Differentiable Evolutionary Reinforcement Learning (2512.13399v1)

Published 15 Dec 2025 in cs.AI and cs.CL

Abstract: The design of effective reward functions presents a central and often arduous challenge in reinforcement learning (RL), particularly when developing autonomous agents for complex reasoning tasks. While automated reward optimization approaches exist, they typically rely on derivative-free evolutionary heuristics that treat the reward function as a black box, failing to capture the causal relationship between reward structure and task performance.
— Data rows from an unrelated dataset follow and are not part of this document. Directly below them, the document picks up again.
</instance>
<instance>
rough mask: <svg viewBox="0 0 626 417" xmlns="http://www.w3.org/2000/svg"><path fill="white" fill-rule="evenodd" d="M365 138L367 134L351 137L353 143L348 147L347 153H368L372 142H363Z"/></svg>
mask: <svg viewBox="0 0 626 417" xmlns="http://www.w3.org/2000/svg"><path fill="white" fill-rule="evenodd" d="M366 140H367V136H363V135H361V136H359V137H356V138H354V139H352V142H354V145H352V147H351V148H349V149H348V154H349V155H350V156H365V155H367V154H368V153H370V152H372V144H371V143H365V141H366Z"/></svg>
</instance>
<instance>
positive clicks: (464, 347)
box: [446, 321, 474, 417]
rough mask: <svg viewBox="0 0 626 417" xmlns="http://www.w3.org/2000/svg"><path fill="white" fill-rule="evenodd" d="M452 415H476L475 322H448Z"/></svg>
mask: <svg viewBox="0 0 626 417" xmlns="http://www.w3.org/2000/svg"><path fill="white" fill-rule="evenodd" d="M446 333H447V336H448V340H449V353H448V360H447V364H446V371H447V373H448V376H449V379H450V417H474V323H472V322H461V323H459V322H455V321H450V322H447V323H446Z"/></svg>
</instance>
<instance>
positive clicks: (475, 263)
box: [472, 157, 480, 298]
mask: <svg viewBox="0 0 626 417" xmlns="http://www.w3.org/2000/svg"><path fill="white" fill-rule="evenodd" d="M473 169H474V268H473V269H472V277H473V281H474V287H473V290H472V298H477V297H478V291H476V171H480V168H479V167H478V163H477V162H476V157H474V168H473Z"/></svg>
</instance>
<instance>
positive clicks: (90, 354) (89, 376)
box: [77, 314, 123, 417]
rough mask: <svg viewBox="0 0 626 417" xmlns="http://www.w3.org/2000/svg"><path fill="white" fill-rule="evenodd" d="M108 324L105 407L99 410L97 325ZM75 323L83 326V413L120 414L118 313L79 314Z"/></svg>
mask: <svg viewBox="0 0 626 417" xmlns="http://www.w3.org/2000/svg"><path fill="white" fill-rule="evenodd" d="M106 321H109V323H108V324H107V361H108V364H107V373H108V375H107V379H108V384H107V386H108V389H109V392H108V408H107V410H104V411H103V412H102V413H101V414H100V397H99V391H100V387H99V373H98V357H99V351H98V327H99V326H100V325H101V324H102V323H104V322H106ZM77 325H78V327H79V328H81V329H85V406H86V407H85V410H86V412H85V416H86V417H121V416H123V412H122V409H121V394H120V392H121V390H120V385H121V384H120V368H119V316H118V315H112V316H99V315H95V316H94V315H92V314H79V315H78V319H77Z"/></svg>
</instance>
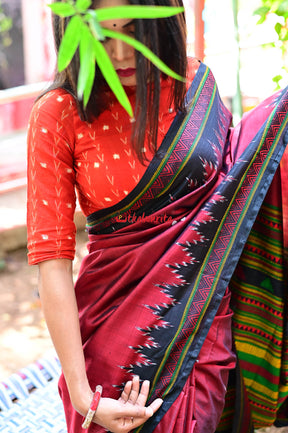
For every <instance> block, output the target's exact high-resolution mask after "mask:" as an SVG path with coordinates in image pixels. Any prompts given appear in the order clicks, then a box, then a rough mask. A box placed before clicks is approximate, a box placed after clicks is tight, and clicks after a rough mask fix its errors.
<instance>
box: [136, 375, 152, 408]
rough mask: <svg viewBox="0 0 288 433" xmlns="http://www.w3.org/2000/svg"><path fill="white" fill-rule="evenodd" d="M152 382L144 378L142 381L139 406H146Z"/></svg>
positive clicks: (139, 393)
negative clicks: (147, 399)
mask: <svg viewBox="0 0 288 433" xmlns="http://www.w3.org/2000/svg"><path fill="white" fill-rule="evenodd" d="M149 388H150V382H149V380H144V382H143V383H142V386H141V389H140V393H139V392H138V396H137V399H136V403H137V404H138V405H139V406H145V404H146V401H147V398H148V395H149Z"/></svg>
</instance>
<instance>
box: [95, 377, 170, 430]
mask: <svg viewBox="0 0 288 433" xmlns="http://www.w3.org/2000/svg"><path fill="white" fill-rule="evenodd" d="M149 387H150V383H149V381H147V380H145V381H144V382H143V384H142V386H141V387H140V384H139V377H138V376H135V377H134V378H133V380H132V381H129V382H127V383H126V385H125V388H124V390H123V392H122V394H121V397H120V398H119V400H113V399H111V398H101V399H100V402H99V406H98V408H97V411H96V414H95V416H94V419H93V421H94V422H95V423H97V424H99V425H101V426H102V427H104V428H106V429H107V430H109V431H110V432H113V433H127V432H129V431H130V430H133V429H134V428H136V427H139V426H140V425H141V424H143V423H144V422H145V421H147V419H149V418H150V417H151V416H152V415H153V414H154V413H155V412H156V411H157V410H158V409H159V407H160V406H161V404H162V402H163V401H162V400H161V399H160V398H157V399H156V400H154V401H153V402H152V403H151V404H150V406H148V407H145V404H146V401H147V398H148V394H149Z"/></svg>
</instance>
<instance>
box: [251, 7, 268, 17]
mask: <svg viewBox="0 0 288 433" xmlns="http://www.w3.org/2000/svg"><path fill="white" fill-rule="evenodd" d="M269 11H270V8H268V7H267V6H262V7H260V8H258V9H256V10H255V11H254V12H253V15H260V16H261V17H263V16H265V17H266V15H267V14H268V12H269Z"/></svg>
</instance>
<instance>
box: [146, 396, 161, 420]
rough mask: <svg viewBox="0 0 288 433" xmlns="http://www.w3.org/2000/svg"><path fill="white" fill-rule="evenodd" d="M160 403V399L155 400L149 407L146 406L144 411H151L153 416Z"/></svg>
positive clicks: (157, 408)
mask: <svg viewBox="0 0 288 433" xmlns="http://www.w3.org/2000/svg"><path fill="white" fill-rule="evenodd" d="M162 403H163V400H162V398H156V400H154V401H152V403H151V404H150V406H148V407H147V408H146V409H152V415H153V414H154V413H155V412H156V411H157V410H158V409H159V408H160V407H161V405H162ZM150 413H151V411H150ZM152 415H147V416H152Z"/></svg>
To bridge this gap, we propose Differentiable Evolutionary Reinforcement Learning (DERL), a bilevel framework that enables the autonomous discovery of optimal reward signals. In DERL, a Meta-Optimizer evolves a reward function (i.e., Meta-Reward) by composing structured atomic primitives, guiding the training of an inner-loop policy. Crucially, unlike previous evolution, DERL is differentiable in its metaoptimization: it treats the inner-loop validation performance as a signal to update the Meta-Optimizer via reinforcement learning. This allows DERL to approximate the "meta-gradient" of task success, progressively learning to generate denser and more actionable feedback. We validate DERL across three distinct domains: robotic agent (ALFWorld), scientific simulation (ScienceWorld), and mathematical reasoning (GSM8k, MATH). Experimental results show that DERL achieves state-of-the-art performance on ALFWorld and ScienceWorld, significantly outperforming methods relying on heuristic rewards, especially in out-of-distribution scenarios. Analysis of the evolutionary trajectory demonstrates that DERL successfully captures the intrinsic structure of tasks, enabling selfimproving agent alignment without human intervention.

Summary

The paper redefines reward discovery as a bi-level differentiable optimization, using meta-gradients to directly link reward modifications with agent performance improvements.
The methodology composes atomic reward primitives into symbolic reward functions, enabling robust and interpretable policy training across diverse and challenging domains.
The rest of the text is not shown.